Retro done wrong. Very wrong. Okay, let's play nice and say maybe it could have been done better.
Retro done properly. Very properly. You didn't think we were going to take the easy way and just put up a photo of
John Belushi, did you?
We're not ones to reflexively declare that "it was better in the old days" or "all the new stuff is crap". As our music selections indicate, we like old stuff, we like new stuff, and we like sometimes painfully cutting edge new stuff. When it comes to windsurfing equipment, we've been unapologetic about how we think that some older boards need to stay locked away and kept from attacking unsuspecting beginners. And, we've extolled the virtues of some classic boards which still can be a boatload (pun intended) of fun.
We are as guilty as anyone else about lusting over new stuff. New stuff is sometimes demonized as the tool of capitalism which just wants us to consume. A good part of the reality in the little cottage industry known as windsurfing is that the people who make gear just want it a bit better than it was last year. Certainly, people like Dave Ezzy take a lot of personal pride in the stuff they turn out. If they can make it better, they will. Maybe, once in a while, the changes are cosmetic but that's okay, too. After all, we occasionally get a different hairstyle ourselves just for the sake of seeing something different in the mirror.
Sometimes, after all the changes and as much fun as the changes were, we pine for the old stuff. But old stuff can be a hassle -old bikes have scratches and dents and old boards have crappy fin boxes and mast tracks in the wrong place for modern sails. Fortunately, there are merchants happy to solve our problems for us by providing new things that look and behave like the old ones.
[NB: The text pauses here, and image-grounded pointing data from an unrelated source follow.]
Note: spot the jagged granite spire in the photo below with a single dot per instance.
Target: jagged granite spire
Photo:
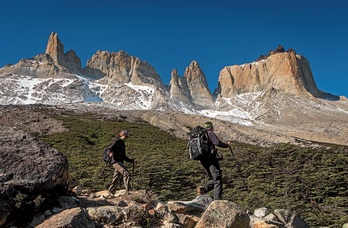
(178, 88)
(198, 86)
(70, 60)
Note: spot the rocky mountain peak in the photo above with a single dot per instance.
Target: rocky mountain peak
(70, 60)
(55, 48)
(285, 71)
(198, 86)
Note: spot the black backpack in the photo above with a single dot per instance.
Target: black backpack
(106, 158)
(198, 143)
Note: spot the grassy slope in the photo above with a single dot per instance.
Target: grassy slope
(313, 182)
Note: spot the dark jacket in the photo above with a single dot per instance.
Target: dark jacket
(215, 141)
(210, 156)
(119, 152)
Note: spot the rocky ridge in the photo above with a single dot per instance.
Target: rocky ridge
(35, 185)
(271, 100)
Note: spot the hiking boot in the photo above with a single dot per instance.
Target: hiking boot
(201, 190)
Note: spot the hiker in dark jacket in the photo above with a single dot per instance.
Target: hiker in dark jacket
(118, 155)
(211, 164)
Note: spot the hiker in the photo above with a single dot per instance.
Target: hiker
(211, 164)
(118, 155)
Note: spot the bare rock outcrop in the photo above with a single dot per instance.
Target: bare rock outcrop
(123, 68)
(198, 86)
(179, 89)
(284, 71)
(31, 174)
(69, 60)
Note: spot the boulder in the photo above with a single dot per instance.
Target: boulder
(31, 175)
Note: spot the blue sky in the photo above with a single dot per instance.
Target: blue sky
(171, 34)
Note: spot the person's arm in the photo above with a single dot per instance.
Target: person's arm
(216, 141)
(127, 159)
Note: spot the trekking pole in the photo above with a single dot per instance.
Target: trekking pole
(237, 163)
(101, 172)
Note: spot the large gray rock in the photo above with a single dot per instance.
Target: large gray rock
(31, 173)
(222, 213)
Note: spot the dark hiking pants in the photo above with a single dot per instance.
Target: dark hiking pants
(120, 171)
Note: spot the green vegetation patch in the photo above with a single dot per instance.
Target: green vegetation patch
(311, 181)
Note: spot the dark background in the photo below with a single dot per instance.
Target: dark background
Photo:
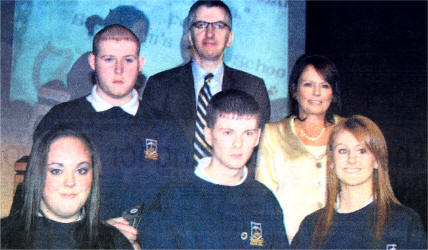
(380, 49)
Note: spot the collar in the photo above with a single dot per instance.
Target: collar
(100, 104)
(81, 216)
(199, 73)
(336, 206)
(205, 162)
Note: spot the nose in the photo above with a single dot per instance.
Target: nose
(118, 69)
(352, 157)
(237, 141)
(210, 30)
(316, 90)
(70, 179)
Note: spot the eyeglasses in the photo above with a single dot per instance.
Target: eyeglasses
(219, 25)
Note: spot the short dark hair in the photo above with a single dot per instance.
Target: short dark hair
(232, 101)
(200, 3)
(114, 32)
(327, 69)
(35, 179)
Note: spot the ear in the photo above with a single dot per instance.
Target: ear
(208, 136)
(189, 36)
(141, 61)
(91, 60)
(293, 90)
(230, 40)
(259, 132)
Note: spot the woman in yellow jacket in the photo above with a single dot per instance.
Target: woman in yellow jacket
(292, 156)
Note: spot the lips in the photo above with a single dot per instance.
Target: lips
(352, 170)
(68, 196)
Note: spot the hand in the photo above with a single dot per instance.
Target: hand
(123, 226)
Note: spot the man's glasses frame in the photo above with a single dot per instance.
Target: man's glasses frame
(203, 25)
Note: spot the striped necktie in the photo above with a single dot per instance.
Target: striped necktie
(201, 147)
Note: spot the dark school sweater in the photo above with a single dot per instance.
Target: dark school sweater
(403, 230)
(138, 153)
(49, 234)
(198, 214)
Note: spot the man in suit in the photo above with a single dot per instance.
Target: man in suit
(173, 94)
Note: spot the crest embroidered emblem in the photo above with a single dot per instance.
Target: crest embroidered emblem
(256, 237)
(151, 151)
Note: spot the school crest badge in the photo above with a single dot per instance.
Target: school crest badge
(151, 151)
(256, 237)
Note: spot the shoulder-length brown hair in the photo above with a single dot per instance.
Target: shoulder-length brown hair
(367, 132)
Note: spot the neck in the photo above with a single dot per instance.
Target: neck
(117, 102)
(224, 175)
(209, 65)
(354, 198)
(312, 120)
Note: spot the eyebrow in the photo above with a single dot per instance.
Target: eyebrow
(130, 55)
(56, 164)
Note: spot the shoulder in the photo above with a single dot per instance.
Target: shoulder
(111, 236)
(170, 73)
(76, 104)
(403, 214)
(239, 74)
(12, 232)
(257, 189)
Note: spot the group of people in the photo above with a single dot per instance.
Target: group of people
(184, 153)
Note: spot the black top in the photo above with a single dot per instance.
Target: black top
(199, 214)
(48, 234)
(138, 153)
(403, 230)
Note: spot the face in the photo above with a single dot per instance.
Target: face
(313, 93)
(353, 162)
(209, 44)
(233, 140)
(68, 179)
(117, 65)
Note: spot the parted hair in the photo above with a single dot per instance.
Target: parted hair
(35, 179)
(327, 69)
(235, 102)
(368, 133)
(114, 32)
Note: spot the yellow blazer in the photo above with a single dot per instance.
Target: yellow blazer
(296, 176)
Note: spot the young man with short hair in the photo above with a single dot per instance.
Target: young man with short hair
(220, 206)
(138, 153)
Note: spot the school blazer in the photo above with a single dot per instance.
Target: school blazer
(171, 94)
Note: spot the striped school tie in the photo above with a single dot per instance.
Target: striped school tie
(201, 147)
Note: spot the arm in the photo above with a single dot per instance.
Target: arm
(416, 235)
(128, 231)
(262, 97)
(154, 95)
(265, 169)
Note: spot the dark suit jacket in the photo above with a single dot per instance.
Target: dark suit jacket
(171, 94)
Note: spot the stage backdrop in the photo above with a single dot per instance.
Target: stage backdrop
(53, 38)
(49, 41)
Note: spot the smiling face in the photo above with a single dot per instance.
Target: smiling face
(354, 163)
(209, 44)
(117, 66)
(233, 139)
(68, 179)
(313, 93)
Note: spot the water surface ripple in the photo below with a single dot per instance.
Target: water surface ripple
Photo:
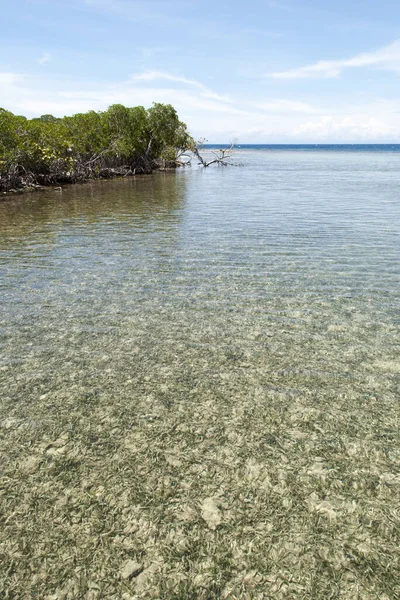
(210, 311)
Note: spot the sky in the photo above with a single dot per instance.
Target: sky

So we don't look like idiots for paying a lot of money for a board or bike that looks and behaves a whole lot like the one we dumpstered ten years ago, we call the new item "retro".When the good guys and gals produce something "retro", they actually improve things a bit using lessons learned in the last umpteen years since the previous iteration.
We've seen a few boards recently that are retro, either by happenstance or design. Our friend, Dmitris Savidis, reviews a more obvious one, the T1 Thommen eXperience 125. He gives it a thumbs up as a versatile board. It has a winger pin-tail and a quad concave bottom.